Cuando eran niños y niñas, sus familias, en una u otra forma, sufrieron el impacto de las 1.904 masacres que nosotros vimos en televisión como si fuéramos espectadores de cine del terrible conflicto armado interno del que todavía nos consideramos inocentes y ajenos. Los lugares donde nacieron y por donde pasaron antes de encontrar apoyo institucional en Medellín y Cali están en los relatos rigurosos de memoria histórica de Gonzalo Sánchez y su equipo académico. Esos lugares forman parte de los pueblos y vecindarios de masacres colectivas y salvajes, de las cuales 1.166 fueron hechas por los paramilitares, 343 por la guerrilla, 295 por las fuerzas del Estado y 100 por desconocidos, en escenario en que todos los actores armados se enloquecieron en la guerra.
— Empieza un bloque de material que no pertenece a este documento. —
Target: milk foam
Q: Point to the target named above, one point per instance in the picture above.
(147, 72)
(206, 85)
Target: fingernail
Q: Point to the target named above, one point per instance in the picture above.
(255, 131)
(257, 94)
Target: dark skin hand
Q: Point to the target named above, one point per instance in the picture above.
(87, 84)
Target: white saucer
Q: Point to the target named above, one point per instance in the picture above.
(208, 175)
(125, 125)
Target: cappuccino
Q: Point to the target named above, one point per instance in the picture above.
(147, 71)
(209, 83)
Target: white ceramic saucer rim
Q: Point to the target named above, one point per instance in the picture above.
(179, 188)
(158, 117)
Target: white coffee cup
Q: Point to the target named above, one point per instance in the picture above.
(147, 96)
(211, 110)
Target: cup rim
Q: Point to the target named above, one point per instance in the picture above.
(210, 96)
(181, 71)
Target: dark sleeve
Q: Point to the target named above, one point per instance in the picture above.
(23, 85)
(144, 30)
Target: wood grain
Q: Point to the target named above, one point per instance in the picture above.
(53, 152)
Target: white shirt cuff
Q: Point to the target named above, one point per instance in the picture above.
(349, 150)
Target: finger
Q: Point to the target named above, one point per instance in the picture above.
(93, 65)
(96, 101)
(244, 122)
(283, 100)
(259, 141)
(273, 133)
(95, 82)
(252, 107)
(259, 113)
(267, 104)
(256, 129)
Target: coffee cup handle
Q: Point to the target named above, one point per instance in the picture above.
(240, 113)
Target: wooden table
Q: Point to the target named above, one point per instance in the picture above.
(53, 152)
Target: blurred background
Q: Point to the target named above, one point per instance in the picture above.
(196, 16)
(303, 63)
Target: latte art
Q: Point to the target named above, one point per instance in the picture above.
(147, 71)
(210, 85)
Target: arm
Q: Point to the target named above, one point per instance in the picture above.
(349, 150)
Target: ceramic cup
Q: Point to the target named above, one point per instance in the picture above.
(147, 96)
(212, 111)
Y paradójicamente, tanto terror empujó los desplazamientos y crisis familiares que llevaron a nuestros medallistas a terminar en las grandes ligas del atletismo.

Ellas y ellos son la raza de tradiciones amables con el medioambiente que, no obstante los derechos territoriales dados por la Constitución del 91, ha visto romper sus bosques milenarios por concesiones a la gran minería nacional e internacional, y sufrido la destrucción y contaminación de los ríos por las retroexcavadoras criminales apoyadas por las ‘bacrim’, el narcotráfico y la guerrilla. Por eso, con el dolor de siglos de violencia, llevan en el alma la pena de la agresión irreversible contra su territorio, que hoy se manifiesta en las cuencas envenenadas con mercurio y en la desaparición de las riquísimas subiendas de peces que años atrás eran típicas del Atrato.

Caterine en el salto triple y Yuri en yudo, Óscar en las pesas y Yuberjen en el boxeo, campeones sobre la exclusión, la desigualdad y la violencia, nos envuelven en la fiesta de ser colombianos, y con su gesto generoso no regalan la reconciliación y, sin decirlo, nos invitan al perdón que nosotros no nos atrevemos a pedirnos ni a ofrecernos.